Only Sam's mind was thrown back in time, into a body which had lost it's own .
Sam Williams' brain dies after he is in a car accident in 1973. Sam Tyler's body is seriously damaged in a car accident in 2006.For some reason, possibly to save Gene and the gang, Sam's mind/soul is sent back in time into the body of Sam Williams.

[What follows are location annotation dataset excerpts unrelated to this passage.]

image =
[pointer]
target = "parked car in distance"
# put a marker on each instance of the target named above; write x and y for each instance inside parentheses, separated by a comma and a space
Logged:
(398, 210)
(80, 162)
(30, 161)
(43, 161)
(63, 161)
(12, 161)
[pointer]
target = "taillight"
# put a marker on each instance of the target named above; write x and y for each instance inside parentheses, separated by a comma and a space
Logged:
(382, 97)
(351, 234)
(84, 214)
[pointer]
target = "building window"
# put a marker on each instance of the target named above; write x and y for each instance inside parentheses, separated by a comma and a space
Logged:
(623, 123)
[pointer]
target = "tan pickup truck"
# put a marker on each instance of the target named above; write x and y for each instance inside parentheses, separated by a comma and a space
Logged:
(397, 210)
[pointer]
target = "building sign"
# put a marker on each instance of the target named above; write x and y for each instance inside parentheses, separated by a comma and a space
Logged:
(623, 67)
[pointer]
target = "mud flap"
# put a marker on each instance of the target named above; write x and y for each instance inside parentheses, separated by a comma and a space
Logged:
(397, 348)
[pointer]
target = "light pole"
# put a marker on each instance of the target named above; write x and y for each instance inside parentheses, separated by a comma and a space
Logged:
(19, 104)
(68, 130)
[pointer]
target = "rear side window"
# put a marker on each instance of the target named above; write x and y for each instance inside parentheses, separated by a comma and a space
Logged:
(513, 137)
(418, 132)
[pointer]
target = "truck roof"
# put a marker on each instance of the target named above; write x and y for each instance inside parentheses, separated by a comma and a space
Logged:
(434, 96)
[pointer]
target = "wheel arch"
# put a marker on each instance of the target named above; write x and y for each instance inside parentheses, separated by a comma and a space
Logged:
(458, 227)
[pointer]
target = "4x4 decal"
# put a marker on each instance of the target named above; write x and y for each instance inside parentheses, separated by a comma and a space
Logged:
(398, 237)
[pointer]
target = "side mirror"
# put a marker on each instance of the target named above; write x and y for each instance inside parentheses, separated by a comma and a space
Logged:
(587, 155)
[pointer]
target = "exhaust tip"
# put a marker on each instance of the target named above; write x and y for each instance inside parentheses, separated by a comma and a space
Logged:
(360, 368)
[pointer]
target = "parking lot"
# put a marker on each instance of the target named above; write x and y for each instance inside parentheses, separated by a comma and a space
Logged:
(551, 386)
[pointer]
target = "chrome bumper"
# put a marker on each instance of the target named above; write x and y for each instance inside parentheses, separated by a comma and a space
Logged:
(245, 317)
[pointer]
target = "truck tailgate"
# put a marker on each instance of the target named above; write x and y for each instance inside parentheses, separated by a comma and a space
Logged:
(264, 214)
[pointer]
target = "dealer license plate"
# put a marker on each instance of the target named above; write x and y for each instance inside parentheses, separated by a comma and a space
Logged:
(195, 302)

Sam can still hear the voices of those around him in 2006/7 because his body is still alive and there is still a link. His brain has difficulty living in the dual state and at time he hallucinates mixing the 'real' 1973 imagery around him with what he can still hear in 2006/7 - The Test Card Girl, the Open University professors, and...as it 'appens...Jimmy Saville on the radio.
So Sam, with all his memories of the 21st Century is using them to solve real cases in 1973.
Sam finds out about the real Sam Williams, who's body he has and also finds out that he was using the alias Sam Tyler. The gravestones of Tyler's parents may have just been hallucinations or a big coincidence. His psyche was becoming more unhinged as his body was being repaired in 2007 and part of him was being dragged away from 1973. He wakes up in 2007, his mind pushed back through time to his normal 2007 body. One can only presume that if he didn't go back to 1973 again the Sam Williams body would fall over dead, or at least braindead.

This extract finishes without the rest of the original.